One thing to try is a scatter plot where every data point is visualized by a single plotted dot, here with Vector on the x-axis and Pioneer on the y-axis.

long ride comparison - instant - scatter plot 2

The dots on the left on the y-axis show that the pioneer has more zero values which might be caused by measurement or transmission errors. The linear approximate y=1.0223x shows that on average the vector output is about 2% higher than the pioneer. Of course, one has to be careful with these plots because different time delays and a non-symmetric ride profile could bias this data. On the other hand, if the relative delay time difference is constant, one could simply shift the data set and try out several delay time combinations to find the most likely delay time.

We also see that the blue dot’s don’t line up neatly on the linear approximate line, but create a blue belt about 20W in width …. that’s a lot. So, let’s look at the width of this distribution in more detail, just keep in mind that this is not the error histogram of a single power meter compared with a correct value, but the relative difference of two power meters, containing the error of both (including the possibility that they cancel each other out sometimes).

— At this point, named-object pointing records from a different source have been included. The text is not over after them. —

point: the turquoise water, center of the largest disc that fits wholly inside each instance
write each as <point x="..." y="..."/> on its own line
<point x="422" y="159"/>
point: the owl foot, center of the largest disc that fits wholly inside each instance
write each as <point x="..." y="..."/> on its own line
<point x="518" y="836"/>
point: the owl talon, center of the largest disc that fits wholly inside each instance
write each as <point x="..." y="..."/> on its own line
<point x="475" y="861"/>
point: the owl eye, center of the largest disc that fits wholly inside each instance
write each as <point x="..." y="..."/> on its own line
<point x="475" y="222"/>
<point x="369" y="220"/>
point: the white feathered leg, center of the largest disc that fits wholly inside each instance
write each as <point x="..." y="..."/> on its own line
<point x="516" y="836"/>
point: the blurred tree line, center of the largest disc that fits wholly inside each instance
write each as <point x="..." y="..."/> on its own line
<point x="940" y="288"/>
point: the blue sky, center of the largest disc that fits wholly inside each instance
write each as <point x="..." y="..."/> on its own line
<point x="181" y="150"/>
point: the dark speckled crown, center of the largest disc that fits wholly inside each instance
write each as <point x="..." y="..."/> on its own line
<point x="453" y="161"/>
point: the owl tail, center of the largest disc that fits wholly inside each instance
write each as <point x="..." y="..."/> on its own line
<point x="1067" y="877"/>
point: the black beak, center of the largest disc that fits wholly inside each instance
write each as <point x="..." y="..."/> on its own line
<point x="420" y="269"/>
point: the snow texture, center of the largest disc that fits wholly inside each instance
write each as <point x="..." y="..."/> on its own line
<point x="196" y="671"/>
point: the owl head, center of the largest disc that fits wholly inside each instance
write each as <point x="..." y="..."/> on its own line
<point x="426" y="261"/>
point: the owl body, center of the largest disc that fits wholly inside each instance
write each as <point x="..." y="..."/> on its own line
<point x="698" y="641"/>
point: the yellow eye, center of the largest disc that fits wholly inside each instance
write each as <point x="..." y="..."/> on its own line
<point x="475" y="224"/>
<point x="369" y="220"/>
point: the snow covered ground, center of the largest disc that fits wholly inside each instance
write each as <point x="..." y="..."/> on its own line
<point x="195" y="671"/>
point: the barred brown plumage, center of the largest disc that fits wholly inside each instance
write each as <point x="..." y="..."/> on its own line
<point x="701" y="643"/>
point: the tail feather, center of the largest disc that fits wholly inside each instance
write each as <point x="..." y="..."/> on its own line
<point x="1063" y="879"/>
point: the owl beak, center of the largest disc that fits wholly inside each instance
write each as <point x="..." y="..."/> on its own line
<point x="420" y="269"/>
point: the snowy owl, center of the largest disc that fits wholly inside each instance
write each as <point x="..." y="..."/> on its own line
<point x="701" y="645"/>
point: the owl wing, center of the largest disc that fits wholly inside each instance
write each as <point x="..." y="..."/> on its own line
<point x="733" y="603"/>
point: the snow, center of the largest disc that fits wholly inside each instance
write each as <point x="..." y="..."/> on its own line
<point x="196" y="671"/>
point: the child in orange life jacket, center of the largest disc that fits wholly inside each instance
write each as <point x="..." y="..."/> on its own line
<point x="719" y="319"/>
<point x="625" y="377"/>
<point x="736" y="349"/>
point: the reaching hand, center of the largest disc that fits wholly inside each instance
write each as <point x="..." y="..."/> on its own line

long ride comparison - instant - histogram of error between meters in W

I am actually surprised that the peak comes at zero difference between the meters and a lot of values fall between plus minus 5W from zero. If we re-format this into a cumulative histogram, we get:

long ride comparison - instant - cumulative histogram of absolute error between meters in W

About 50% of the values fall within a plus minus 5W range, standard deviation is about 7W, 95% (or 2 s.d.) is about 18W and 99.7% (or 3 s.d.) is about 40W. So, from a statistical point of view, it’s pretty much nonsense to display instant power on your power meter.

I really think we need to have power meter manufacturers state how precise their meters are or have some independent organization check them with a calibrated pedaling robot.